Finalmente dígase que el juzgador de segunda instancia preservó a cabalidad el principio de congruencia con la acusación, pues en virtud de prueba recaudada durante el juicio oral la fiscalía introdujo una variación a la imputación fáctica, integrada a la solicitud final de condena, para la cual estaba plenamente facultado en tanto y en cuanto no alteró aspectos medulares (núcleo básico) de la imputación fáctica y que, por ende, no configura menoscabo alguno del derecho de defensa, con sujeción a lo normado en el artículo 448 del estatuto procesal penal, pues como lo tiene reseñado esta Sala:
“…en el trámite ordinario se genera la imposibilidad de modificar el aspecto fáctico consignado en la formulación de acusación, sin perjuicio de que las pruebas practicadas en el debate oral den lugar a una tipicidad que conserve equivalencia con el núcleo básico de la imputación y que, además, no implique deterioro de los derechos de las partes e intervinientes”2 (subraya fuera de texto).
Con ocasión de la falencia argumental advertida, esto es, por estar desprovista la censura de trascendencia, se impone la inadmisión de la demanda allegada por la defensora de MOISÉS CÁRDENAS MANCHAY y LUIS HUSSEIN QUIROGA FERNÁNDEZ, como así se declarará, sin que encuentre la Sala necesario dictar fallo de fondo superando el defecto indicado o casar oficiosamente la decisión impugnada para enmendar la vulneración de garantías fundamentales.

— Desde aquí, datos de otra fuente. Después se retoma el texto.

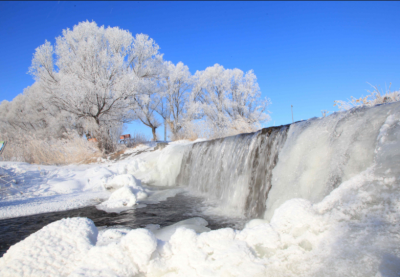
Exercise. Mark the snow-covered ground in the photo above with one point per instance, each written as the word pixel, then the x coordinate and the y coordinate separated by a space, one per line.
pixel 115 185
pixel 351 230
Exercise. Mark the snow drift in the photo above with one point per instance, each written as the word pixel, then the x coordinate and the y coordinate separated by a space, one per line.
pixel 331 199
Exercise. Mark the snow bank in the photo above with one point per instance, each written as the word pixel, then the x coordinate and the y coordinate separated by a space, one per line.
pixel 33 189
pixel 158 168
pixel 55 250
pixel 129 190
pixel 351 232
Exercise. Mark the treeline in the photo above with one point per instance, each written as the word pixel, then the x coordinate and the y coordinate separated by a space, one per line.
pixel 95 79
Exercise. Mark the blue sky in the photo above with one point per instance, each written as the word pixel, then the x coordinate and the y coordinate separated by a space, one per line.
pixel 305 54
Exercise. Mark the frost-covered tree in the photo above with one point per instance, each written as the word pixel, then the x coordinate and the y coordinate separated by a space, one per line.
pixel 228 100
pixel 94 72
pixel 147 103
pixel 374 97
pixel 177 85
pixel 29 112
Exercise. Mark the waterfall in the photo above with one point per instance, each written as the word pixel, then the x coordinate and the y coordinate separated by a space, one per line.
pixel 252 174
pixel 236 171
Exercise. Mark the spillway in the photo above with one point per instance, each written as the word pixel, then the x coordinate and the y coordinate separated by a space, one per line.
pixel 253 174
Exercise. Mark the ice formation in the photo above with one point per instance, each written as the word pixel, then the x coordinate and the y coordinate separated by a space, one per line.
pixel 332 210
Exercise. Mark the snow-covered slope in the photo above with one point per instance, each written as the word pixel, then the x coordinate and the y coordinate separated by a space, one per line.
pixel 33 189
pixel 333 210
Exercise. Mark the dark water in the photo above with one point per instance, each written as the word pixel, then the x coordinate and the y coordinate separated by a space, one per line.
pixel 165 213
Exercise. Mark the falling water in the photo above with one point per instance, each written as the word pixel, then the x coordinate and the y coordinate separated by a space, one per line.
pixel 235 170
pixel 252 174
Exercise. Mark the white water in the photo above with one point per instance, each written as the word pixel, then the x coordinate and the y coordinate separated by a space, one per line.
pixel 333 210
pixel 234 171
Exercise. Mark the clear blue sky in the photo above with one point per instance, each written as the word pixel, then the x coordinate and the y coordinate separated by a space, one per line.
pixel 305 54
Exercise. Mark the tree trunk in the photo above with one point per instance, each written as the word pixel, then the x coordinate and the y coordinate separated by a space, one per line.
pixel 153 130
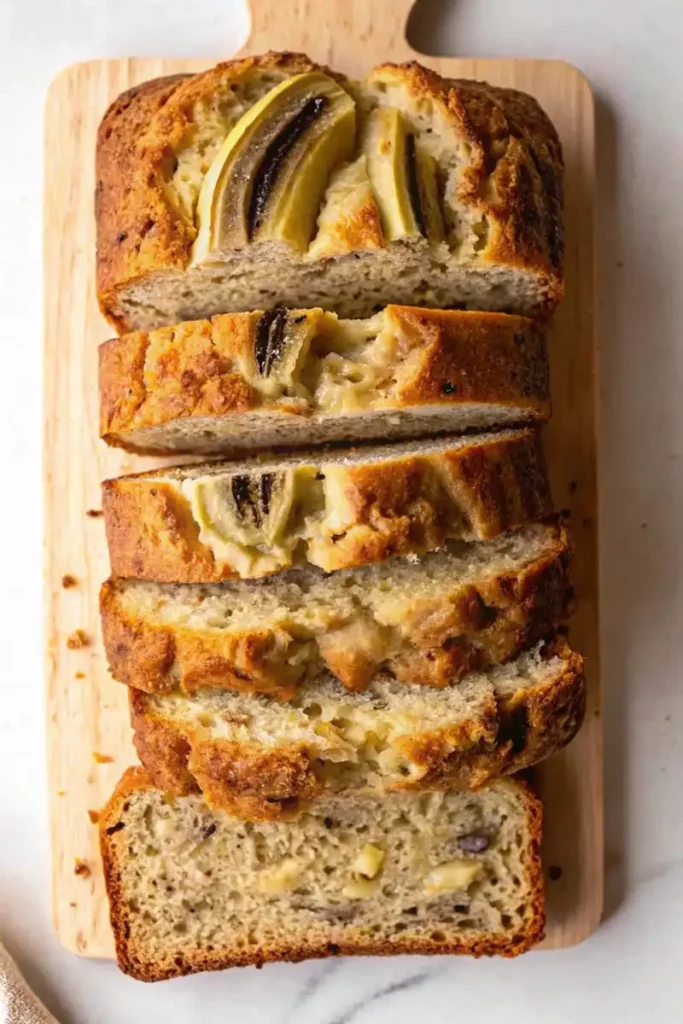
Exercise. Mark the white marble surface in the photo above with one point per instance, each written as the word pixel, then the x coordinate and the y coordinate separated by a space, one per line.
pixel 631 970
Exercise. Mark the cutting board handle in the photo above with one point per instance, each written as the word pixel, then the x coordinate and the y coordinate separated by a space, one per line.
pixel 347 35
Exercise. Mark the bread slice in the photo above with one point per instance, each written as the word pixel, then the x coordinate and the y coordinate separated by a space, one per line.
pixel 261 760
pixel 335 509
pixel 427 190
pixel 191 889
pixel 426 622
pixel 301 376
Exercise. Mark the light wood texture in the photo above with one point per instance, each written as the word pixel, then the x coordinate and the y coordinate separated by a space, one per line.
pixel 87 712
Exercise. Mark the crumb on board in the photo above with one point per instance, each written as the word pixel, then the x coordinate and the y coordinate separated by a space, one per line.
pixel 81 868
pixel 78 639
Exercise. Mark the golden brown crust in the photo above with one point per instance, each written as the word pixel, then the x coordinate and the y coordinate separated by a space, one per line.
pixel 515 172
pixel 142 964
pixel 138 228
pixel 276 782
pixel 470 627
pixel 513 182
pixel 401 506
pixel 156 378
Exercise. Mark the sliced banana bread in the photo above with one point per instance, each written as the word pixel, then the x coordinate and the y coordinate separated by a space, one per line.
pixel 425 622
pixel 261 759
pixel 191 889
pixel 301 376
pixel 334 509
pixel 272 181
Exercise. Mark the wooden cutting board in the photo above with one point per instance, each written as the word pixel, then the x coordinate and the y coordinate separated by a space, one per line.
pixel 87 722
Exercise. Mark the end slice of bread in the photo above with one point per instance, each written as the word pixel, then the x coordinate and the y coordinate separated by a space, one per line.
pixel 191 889
pixel 465 209
pixel 335 509
pixel 262 760
pixel 425 621
pixel 290 378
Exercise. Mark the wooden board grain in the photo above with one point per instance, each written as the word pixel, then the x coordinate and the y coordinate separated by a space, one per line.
pixel 88 733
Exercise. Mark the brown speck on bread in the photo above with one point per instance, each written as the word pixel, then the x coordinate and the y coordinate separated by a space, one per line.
pixel 78 639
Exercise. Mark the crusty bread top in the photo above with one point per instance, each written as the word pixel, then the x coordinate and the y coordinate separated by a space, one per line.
pixel 427 622
pixel 190 890
pixel 153 140
pixel 402 358
pixel 335 509
pixel 262 760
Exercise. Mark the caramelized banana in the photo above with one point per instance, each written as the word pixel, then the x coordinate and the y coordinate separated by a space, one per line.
pixel 267 180
pixel 403 178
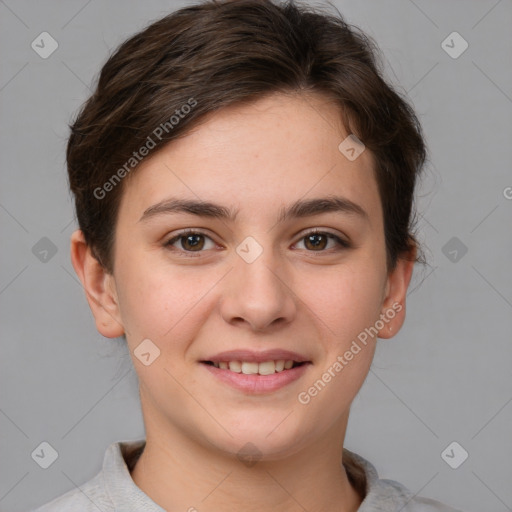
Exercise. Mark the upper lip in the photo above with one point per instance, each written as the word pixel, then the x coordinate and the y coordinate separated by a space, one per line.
pixel 257 357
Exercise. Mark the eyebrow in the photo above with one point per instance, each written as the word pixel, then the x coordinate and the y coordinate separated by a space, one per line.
pixel 300 208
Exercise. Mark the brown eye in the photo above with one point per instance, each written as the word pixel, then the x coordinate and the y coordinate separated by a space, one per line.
pixel 190 241
pixel 317 241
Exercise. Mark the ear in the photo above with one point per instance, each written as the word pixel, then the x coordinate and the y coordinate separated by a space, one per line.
pixel 99 286
pixel 393 306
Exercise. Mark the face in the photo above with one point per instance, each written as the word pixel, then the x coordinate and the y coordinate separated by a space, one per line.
pixel 287 263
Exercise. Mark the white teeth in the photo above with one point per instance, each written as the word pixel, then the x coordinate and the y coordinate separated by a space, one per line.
pixel 235 366
pixel 267 368
pixel 252 368
pixel 249 368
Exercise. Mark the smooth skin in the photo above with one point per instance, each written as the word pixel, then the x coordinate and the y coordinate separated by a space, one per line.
pixel 193 300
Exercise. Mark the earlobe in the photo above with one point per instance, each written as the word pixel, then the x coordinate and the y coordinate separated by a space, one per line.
pixel 99 287
pixel 393 306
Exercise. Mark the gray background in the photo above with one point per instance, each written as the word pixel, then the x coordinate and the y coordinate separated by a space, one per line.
pixel 445 377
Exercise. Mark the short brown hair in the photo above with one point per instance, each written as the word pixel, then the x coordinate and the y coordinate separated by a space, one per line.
pixel 219 53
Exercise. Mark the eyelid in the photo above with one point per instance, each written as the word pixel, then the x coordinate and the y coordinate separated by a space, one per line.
pixel 340 240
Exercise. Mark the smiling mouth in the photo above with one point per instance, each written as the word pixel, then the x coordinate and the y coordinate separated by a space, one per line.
pixel 254 368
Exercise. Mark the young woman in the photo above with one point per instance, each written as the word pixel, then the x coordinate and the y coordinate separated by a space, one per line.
pixel 244 181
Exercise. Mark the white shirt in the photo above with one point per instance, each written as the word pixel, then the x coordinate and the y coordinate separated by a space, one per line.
pixel 113 490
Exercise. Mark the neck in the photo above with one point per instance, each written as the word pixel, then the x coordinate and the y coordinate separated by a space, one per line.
pixel 180 474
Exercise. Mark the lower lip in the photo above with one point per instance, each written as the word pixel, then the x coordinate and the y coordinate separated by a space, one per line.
pixel 258 384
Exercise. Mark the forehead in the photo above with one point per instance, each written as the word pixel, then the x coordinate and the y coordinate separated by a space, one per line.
pixel 255 157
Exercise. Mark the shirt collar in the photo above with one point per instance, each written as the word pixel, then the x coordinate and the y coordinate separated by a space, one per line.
pixel 126 496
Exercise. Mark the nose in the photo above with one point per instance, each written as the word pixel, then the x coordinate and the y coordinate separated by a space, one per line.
pixel 259 295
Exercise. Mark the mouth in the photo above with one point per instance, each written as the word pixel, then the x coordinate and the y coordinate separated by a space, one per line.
pixel 257 372
pixel 254 368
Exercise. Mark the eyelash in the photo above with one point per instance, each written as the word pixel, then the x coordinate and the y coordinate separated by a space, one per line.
pixel 343 244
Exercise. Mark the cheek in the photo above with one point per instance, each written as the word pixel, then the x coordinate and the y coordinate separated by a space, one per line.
pixel 158 302
pixel 346 300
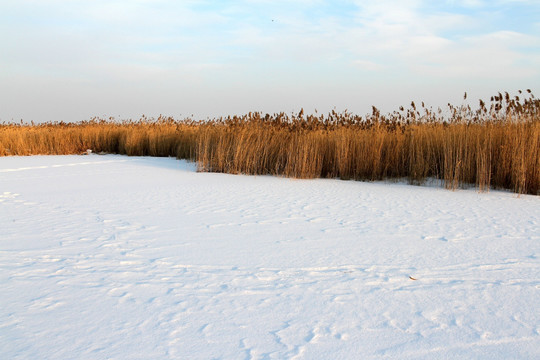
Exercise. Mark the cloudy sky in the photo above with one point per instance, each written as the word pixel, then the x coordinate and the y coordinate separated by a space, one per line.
pixel 74 59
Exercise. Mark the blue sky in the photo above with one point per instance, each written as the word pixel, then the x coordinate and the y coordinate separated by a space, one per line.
pixel 71 60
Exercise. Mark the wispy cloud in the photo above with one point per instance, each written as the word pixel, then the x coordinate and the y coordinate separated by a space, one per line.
pixel 258 54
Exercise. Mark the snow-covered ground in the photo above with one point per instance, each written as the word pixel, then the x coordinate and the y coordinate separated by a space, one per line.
pixel 113 257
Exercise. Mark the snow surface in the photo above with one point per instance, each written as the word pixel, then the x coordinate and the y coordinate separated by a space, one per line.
pixel 114 257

Ahora bien, habida cuenta que contra esta decisión procede el mecanismo de insistencia de conformidad con lo establecido en el artículo 184 de la Ley 906 de 2004, impera precisar que como dicha legislación no regula el trámite a seguir para que se aplique el referido instituto procesal, habrán de seguirse las reglas fijadas por la Sala sobre el particular3.
En mérito de lo expuesto, la CORTE SUPREMA DE JUSTICIA, SALA DE CASACIÓN PENAL,
RESUELVE
INADMITIR la demanda de casación presentada por la defensora de los procesados MOISÉS CÁRDENAS MANCHAY y LUIS HUSSEIN QUIROGA FERNÁNDEZ, por las razones consignadas en la anterior motivación.
De conformidad con lo dispuesto en el inciso segundo del artículo 184 de la Ley 906 de 2004, contra esta decisión procede la insistencia.
Notifíquese y cúmplase.
JOSÉ LEONIDAS BUSTOS MARTÍNEZ
JOSÉ LUIS BARCELÓ CAMACHO FERNANDO ALBERTO CASTRO CABALLERO
MARÍA DEL ROSARIO GONZÁLEZ MUÑOZ LUIS GUILLERMO SALAZAR OTERO
JULIO E. SOCHA SALAMANCA JAVIER ZAPATA ORTÍZ
NUBIA YOLANDA NOVA GARCÍA
Secretaria
1 A los dos primeros en la vista realizada el 13 de mayo de 2010 y al último en la del 18 del mismo mes y año.
2 Sentencia de noviembre 28 de 2007, rad. 27518.
3 Providencia del 12 de diciembre de 2005. Rad. 24322.